I have data in blobs which I am loading from blob store to Databricks delta tables. One of the blob types contains urls. From the Urls I want to extract knowledge from the path and query parts I can get those out easily with parse url. the problem is with extracting the bits from that. As I am writing this I am thinking I'll need a couple of udfs as things like split while useful; are then still hard and that the part I am getting stuck with I can do the split part but the only reliable one is the -1 value, I'd like all of them. Same as the output of the query is as you would expect still not clean and ends up with label=value pairs.

If anyone has any tips, best functions etc that would be awesome.

I assume I'm not the first who has chomped urls for the information. I am using sql to make it manageable by people with sql experience in my absence

SELECT content,  
split_part(parse_url(content:Url, 'PATH'), '/', -1) as feature2,
split_part(parse_url(content:Url, 'PATH'), '/', 2) as feature1,
parse_url(content:Url, 'QUERY') as url,
split(parse_url(content:Url, 'QUERY'), '&') as query_values
FROM <table>
1 REPLY 1

Isi
Honored Contributor III

Hello @turagittech ,

Honestly, it all depends on how complex your URLs can get.

UDFs will always be more flexible but less performant than native SQL functions.

That said, if your team mainly works with SQL, trying to solve it natively in Databricks SQL is definitely a valid option.

For the path part, it really depends on how much detail you actually need to keep — whether you just need the last element or the full structure.

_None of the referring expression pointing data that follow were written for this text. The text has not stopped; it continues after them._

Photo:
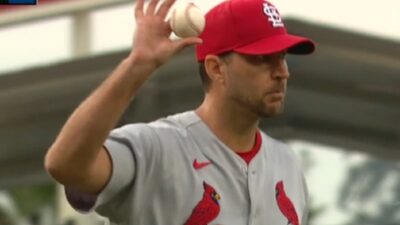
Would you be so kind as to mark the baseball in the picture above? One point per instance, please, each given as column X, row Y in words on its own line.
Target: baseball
column 187, row 20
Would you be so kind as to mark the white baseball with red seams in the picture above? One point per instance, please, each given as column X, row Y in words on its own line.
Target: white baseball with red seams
column 187, row 20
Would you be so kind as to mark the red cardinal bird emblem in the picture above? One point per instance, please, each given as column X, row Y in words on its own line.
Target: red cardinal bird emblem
column 285, row 204
column 207, row 209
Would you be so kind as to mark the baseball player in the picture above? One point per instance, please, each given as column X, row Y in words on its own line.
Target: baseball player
column 212, row 165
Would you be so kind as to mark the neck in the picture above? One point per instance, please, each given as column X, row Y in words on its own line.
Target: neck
column 234, row 126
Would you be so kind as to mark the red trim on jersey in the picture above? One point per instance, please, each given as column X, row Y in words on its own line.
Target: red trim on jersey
column 249, row 155
column 11, row 8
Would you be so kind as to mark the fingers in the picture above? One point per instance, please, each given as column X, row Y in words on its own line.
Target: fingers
column 152, row 7
column 164, row 8
column 139, row 8
column 181, row 44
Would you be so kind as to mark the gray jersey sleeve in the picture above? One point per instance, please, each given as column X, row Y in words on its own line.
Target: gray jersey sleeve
column 129, row 147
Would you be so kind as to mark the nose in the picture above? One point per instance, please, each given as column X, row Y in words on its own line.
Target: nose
column 281, row 70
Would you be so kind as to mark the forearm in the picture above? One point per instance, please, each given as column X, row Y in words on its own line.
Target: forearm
column 80, row 140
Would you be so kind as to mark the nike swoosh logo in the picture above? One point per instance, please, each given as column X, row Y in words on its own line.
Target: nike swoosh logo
column 199, row 165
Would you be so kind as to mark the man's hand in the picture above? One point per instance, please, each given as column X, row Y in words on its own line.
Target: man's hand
column 152, row 43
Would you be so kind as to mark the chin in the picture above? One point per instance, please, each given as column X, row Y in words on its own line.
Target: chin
column 270, row 112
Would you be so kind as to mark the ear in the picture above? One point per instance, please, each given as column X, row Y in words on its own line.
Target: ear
column 215, row 69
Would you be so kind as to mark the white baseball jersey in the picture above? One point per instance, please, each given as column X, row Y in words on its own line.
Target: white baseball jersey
column 175, row 171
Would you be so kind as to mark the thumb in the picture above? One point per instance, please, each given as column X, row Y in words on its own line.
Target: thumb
column 183, row 43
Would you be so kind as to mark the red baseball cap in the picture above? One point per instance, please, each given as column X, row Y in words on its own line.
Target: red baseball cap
column 252, row 27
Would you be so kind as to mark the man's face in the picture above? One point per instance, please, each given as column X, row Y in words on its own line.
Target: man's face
column 257, row 82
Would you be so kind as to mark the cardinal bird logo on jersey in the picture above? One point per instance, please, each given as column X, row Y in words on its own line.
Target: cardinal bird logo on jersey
column 285, row 204
column 207, row 209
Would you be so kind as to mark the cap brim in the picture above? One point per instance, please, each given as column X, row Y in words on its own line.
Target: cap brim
column 291, row 43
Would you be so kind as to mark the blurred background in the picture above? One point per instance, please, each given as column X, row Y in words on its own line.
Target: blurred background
column 342, row 112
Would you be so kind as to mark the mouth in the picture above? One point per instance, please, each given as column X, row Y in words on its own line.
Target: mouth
column 277, row 96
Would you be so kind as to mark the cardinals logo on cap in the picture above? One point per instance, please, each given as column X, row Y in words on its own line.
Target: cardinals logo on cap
column 273, row 15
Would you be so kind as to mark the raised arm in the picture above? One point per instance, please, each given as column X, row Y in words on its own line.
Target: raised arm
column 77, row 158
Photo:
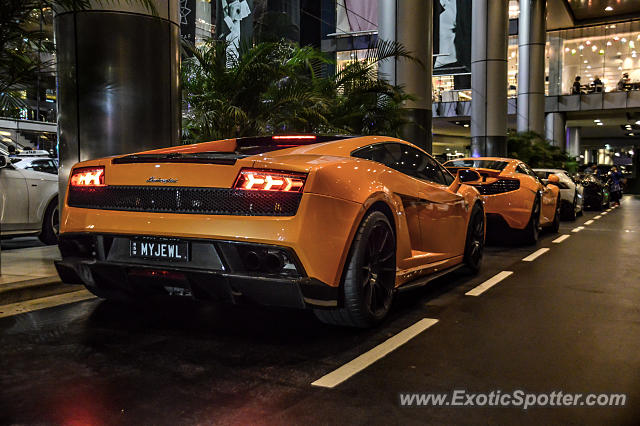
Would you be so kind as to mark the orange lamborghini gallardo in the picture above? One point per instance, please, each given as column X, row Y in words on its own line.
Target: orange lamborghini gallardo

But for the query string part, I’d recommend building a map of key-value pairs, which works really well in SQL:

map_from_arrays(
  transform(split(parse_url(url, 'QUERY'), '&'), x -> split_part(x, '=', 1)),
  transform(split(parse_url(url, 'QUERY'), '&'), x -> split_part(x, '=', 2))
) AS query_map

 

Captura de pantalla 2025-10-08 a las 1.57.34.png

If you could share an example of a more complex URL, we could probably build something more tailored that handles both the path and query parts more dynamically.